MN350's Northern Minnesota Organizer
Camp Firelight was an 1855 Treaty People Gathering and Prayer Occupation on the banks of the Mighty Mississippi in northern MN – June 8-14, 2021.
It all began with the We Are All Treaty People Gathering held on June 5-8, 2021, an event planned and supported by several grassroots and non-profit organizations, it was a beautiful, inspiring, and empowering gathering. We convened for three days in Waubun, MN. Native culture and treaty knowledge were shared to build understanding and respect for Native communities, treaties and our obligations as treaty partners were also discussed. Countless relationships were inspired & born, it was a beautiful three days.
Immediately following the Treaty People Gathering we, along with Jane Fonda, met at the Mississippi bridge near the LaSalle State Park where we marched, sang, and prayed for the Nibi. Soon after, we followed our hearts and occupied the Line 3 easement in a prayer ceremony. We invited our treaty partners/allies and held space collectively in peace and prayer. We asserted our collective treaty rights along with our right to freedom of religion and together we held space for eight peaceful days. We stopped construction for those eight days, I’m sure Mother Nature thanked us.
Our non-native treaty partners prayed with us and amplified our struggle and gave voice to our story. This story includes all of us, mitakuye owasin which means we are all related. We showed the world what it looks like to honor treaties and to live in peace as neighbors as the treaties intended. We followed our original instructions and became guardians of all that is sacred, we were protectors of the Nibi and keepers of the 1855 Treaty.
What those eight days accomplished…
We controlled the narrative for the eight days, denied Enbridge’s eviction notice with the sheriffs’ support, we also respected the sheriff during our occupation/defiance and held back the Northern Lights Task force twice. We exited under our own terms under the sole jurisdiction of the Clearwater sheriff’s department. Our occupation was in peace as we honored each other and the 1855 Treaty.
Fifty-one water protectors were cited with misdemeanor trespassing, some accepted a stay of adjudication, some cases were dismissed, and some of us are still waiting for dismissals.

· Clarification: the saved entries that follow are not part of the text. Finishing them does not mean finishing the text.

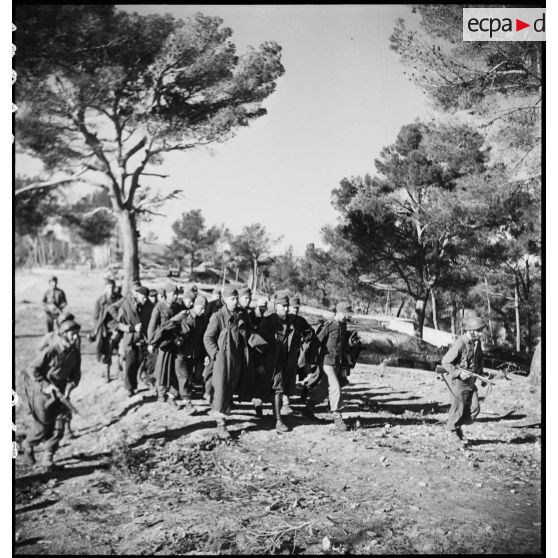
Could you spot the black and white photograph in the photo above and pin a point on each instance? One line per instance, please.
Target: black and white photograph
(278, 279)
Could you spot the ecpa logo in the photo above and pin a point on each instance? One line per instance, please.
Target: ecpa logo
(504, 24)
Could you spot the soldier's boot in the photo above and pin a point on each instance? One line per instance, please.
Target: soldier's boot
(461, 436)
(47, 464)
(29, 455)
(258, 407)
(221, 430)
(171, 400)
(280, 426)
(308, 412)
(339, 423)
(286, 409)
(188, 408)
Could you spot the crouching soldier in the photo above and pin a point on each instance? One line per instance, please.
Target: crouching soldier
(55, 371)
(463, 357)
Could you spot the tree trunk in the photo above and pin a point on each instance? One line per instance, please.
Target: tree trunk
(130, 255)
(434, 316)
(535, 374)
(420, 305)
(254, 275)
(400, 307)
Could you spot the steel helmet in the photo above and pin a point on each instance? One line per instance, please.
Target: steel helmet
(474, 324)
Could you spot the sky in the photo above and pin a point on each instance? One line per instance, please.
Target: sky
(343, 97)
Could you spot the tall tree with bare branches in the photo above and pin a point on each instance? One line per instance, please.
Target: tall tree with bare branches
(104, 95)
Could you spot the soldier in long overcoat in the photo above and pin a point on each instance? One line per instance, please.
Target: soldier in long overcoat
(280, 356)
(463, 357)
(104, 325)
(134, 315)
(224, 342)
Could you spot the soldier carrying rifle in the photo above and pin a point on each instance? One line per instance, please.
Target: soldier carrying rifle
(464, 363)
(54, 373)
(54, 301)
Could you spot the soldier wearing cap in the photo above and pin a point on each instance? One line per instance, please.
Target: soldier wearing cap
(104, 325)
(54, 301)
(134, 315)
(463, 357)
(164, 376)
(333, 358)
(261, 310)
(153, 296)
(56, 367)
(190, 352)
(224, 342)
(280, 356)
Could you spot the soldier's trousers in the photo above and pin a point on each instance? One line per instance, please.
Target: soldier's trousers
(48, 423)
(465, 405)
(50, 319)
(187, 370)
(327, 386)
(132, 362)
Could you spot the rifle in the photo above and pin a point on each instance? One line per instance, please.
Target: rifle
(442, 370)
(64, 400)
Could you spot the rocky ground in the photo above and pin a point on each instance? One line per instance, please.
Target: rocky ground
(143, 478)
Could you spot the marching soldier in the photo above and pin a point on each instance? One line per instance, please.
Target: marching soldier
(51, 377)
(332, 359)
(261, 310)
(160, 363)
(134, 315)
(224, 342)
(104, 324)
(191, 351)
(54, 301)
(463, 357)
(280, 356)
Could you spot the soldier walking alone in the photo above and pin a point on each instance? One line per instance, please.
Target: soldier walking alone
(54, 301)
(56, 370)
(463, 357)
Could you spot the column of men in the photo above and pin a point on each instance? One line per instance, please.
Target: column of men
(185, 347)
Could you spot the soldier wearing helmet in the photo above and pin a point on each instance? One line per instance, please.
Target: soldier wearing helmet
(56, 369)
(465, 354)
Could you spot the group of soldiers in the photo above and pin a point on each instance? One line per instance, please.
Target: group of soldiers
(188, 347)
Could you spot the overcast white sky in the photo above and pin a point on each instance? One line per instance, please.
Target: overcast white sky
(342, 98)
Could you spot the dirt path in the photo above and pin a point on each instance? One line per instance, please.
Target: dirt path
(144, 478)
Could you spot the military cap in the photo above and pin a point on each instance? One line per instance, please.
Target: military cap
(189, 295)
(65, 316)
(474, 324)
(200, 300)
(69, 325)
(345, 307)
(170, 287)
(229, 290)
(244, 290)
(282, 298)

Asserting Treaties isn’t a crime and should never be tried as one. Treaties are the Supreme Law of the Land, Article 6 of the U.S. Constitution.

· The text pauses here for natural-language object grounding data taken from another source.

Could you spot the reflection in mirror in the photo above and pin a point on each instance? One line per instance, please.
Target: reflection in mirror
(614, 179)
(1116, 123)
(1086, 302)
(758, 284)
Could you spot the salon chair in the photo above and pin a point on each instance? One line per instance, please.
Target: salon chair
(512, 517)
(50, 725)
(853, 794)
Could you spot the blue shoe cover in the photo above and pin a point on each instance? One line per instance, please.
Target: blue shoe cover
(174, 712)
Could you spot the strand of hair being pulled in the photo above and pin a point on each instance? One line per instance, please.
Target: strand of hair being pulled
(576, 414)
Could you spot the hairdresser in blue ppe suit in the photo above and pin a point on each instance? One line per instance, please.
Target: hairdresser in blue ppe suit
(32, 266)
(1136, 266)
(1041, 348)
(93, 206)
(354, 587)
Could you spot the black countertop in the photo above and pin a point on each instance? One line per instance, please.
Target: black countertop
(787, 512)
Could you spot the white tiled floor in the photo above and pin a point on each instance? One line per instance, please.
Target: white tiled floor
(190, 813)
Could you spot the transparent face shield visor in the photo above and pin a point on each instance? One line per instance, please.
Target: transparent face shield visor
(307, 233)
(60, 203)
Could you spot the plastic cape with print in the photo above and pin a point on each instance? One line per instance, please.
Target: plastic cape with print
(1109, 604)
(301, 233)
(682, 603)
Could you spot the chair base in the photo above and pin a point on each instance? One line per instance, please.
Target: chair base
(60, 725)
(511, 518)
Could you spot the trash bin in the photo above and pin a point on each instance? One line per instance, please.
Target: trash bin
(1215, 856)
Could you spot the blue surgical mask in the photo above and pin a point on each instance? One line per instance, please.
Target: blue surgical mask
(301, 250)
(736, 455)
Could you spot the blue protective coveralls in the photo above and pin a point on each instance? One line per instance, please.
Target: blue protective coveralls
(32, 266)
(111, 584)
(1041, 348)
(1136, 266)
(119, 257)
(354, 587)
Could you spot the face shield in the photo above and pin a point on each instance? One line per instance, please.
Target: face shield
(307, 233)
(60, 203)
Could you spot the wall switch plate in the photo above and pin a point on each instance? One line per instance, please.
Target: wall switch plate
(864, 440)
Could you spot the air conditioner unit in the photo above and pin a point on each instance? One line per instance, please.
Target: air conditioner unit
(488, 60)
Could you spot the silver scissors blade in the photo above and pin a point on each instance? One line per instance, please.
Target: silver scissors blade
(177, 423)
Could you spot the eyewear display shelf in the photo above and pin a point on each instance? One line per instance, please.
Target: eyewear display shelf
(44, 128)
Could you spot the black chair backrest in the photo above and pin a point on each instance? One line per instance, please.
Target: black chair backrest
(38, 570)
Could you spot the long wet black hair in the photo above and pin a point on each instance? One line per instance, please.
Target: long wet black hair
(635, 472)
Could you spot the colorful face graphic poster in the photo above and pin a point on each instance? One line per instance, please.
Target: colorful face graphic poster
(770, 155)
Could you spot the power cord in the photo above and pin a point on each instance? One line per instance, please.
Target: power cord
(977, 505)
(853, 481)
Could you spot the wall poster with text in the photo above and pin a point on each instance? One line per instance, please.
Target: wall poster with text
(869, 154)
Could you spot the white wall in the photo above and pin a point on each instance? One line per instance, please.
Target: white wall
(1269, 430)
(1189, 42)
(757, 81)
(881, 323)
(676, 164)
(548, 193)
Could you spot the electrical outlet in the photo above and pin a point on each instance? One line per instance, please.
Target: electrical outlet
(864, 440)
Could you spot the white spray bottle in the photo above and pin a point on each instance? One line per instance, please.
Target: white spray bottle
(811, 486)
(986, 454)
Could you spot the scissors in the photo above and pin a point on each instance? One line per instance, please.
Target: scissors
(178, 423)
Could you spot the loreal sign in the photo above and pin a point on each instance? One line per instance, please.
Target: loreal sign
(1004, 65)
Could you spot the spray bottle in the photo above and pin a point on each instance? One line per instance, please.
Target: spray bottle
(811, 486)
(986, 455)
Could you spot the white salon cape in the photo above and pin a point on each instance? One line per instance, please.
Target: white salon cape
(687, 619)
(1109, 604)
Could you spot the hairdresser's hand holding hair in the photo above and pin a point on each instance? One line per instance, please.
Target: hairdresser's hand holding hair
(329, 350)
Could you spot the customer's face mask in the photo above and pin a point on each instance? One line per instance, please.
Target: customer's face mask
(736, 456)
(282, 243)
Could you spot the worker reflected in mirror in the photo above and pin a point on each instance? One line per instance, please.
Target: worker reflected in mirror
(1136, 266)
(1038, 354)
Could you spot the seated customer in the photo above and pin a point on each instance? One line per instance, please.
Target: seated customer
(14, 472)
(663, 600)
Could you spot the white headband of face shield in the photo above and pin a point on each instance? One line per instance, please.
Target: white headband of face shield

We feel hopeful, win or lose, we’ll continue to assert our Treaties, our sovereignty was never ceded.
The Firelight occupation was the beginning of what the new future looks like as treaty partners, a future we can all thrive in. The eight days spent together built everlasting relationships and continued We All Treaty People awareness, our good work continues as we continue to write our story. We hope you join us, we are a community.
The 1855 Firelight Encampment will be forever in my heart, I’ll never forget. Firelight was a loving & caring space I still hold dear to my heart. Miigwech for the courage and solidarity to those who stood with us and/or supported Camp Firelight. We couldn’t have done it without you, when we stand together we don’t stand alone. This is more than a pipeline, Treaties Matter and We Are All Treaty People.